For centuries, gardening has become a universal hobby.
But before people began creating a landscape for visual enjoyment alone, let us go back to ancient times when gardens were made more out of necessity i.e. to harvest food and medicine, than anything else.
5 Global Gardening Facts of Yesteryear
Ages ago, people were cultivating gardens for practical reasons such as for food and medicine.
While affluent Egyptians grew acres of vineyards, ingenious Persians, on the other hand, developed underground aqueducts to prevent water from evaporating before reaching the plants.
To see more how gardens have provided our ancestors with their basic needs, our horticulture experts have compiled some global gardening trends through the ages—from Egyptian vineyards to Roman topiaries.
1. Egyptian Wine
Ancient Egyptians planted trees, such as sycamores, date palms, fig trees and pomegranate trees, in rows to provide shade due to the blistering heat.
But the thing that garnered more attention in Egypt was the vineyards that can be often found in wealthy households, where wine was the choice of beverage.
Gardens were seen as a place of worship, and they built temples within them. Plants were symbolic and associated with the various deities.
2. Persian Aqueducts
What is now present-day Iraq once was known for its famous gardens, the most famous of which was the Hanging Gardens of Babylon, built by King Nebuchadnezzar for his beloved wife.
Trees such as Palms and Cypresses were a common sight and often placed on terraces.
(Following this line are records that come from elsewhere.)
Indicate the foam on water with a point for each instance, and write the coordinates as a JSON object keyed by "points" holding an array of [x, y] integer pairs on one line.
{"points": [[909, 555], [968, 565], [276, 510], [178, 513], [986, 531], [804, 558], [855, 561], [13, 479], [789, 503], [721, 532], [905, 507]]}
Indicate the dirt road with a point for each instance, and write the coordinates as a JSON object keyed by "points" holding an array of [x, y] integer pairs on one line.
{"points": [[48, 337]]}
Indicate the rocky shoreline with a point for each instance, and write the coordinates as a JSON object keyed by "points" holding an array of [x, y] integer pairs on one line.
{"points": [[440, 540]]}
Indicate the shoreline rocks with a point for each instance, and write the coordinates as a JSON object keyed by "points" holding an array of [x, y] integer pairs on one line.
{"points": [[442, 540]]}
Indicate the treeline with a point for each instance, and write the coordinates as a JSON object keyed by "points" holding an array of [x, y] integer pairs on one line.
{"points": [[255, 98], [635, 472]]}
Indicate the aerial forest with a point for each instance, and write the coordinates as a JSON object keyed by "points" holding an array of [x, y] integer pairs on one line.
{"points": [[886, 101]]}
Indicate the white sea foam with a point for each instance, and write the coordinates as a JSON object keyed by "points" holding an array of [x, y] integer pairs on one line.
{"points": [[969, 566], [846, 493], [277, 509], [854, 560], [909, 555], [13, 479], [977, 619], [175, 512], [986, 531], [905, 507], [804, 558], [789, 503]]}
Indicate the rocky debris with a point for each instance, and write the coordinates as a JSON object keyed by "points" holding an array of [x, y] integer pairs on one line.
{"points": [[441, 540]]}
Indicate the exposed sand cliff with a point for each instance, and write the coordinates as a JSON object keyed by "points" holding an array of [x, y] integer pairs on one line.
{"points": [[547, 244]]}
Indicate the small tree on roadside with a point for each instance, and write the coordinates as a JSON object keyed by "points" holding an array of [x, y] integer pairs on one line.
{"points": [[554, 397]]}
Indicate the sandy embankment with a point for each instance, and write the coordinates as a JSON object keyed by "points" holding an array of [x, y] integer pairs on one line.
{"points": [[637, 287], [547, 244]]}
Persians were innovators in gardening, the first to build underground aqueducts—used to run the water along the ground-level channel to the gardens.
3. Greek Pots
While Greece is the birthplace of democracy and the Olympics, Ancient Greeks didn’t take as easy gardening as they did to philosophy, art and science.
But they did use plants practically. Mostly to provide shade or food. Some of their gardening practices included orchards and vegetable gardens.
But their biggest contribution was the use of pots for plants, which is now all too common in many British gardens.
4. Roman Topiary
During the ancient Roman times, wealthy households began to create gardens. In which they place next to palaces and villas to display their wealth.
Romans were the masters of topiary, the art of clipping plants into intricate forms. This was used to complement the various statues and sculptures placed on their lawns.
Pools with fountains soon become commonplace in the palaces. While wide varieties of flowers such as poppy, rosemary and violet were grown.
Later then, Romans introduced roses, leeks and turnips to the nation after conquering Britain.
5. Medieval Europe
The late 13th century brought a new wave of gardening. Affluent households started to grow gardens for visual enjoyment as opposed to just for medicinal herbs and vegetables.
Walls were often put up surrounding the area as a protection against wild animals but also offered seclusion as gardens were a place for serenity and peace.
On the other hand, Monasteries had gardens dancing along with orchards and vineyards. However, they were not purely functional as monks were encouraged to relax and take in nature in the area.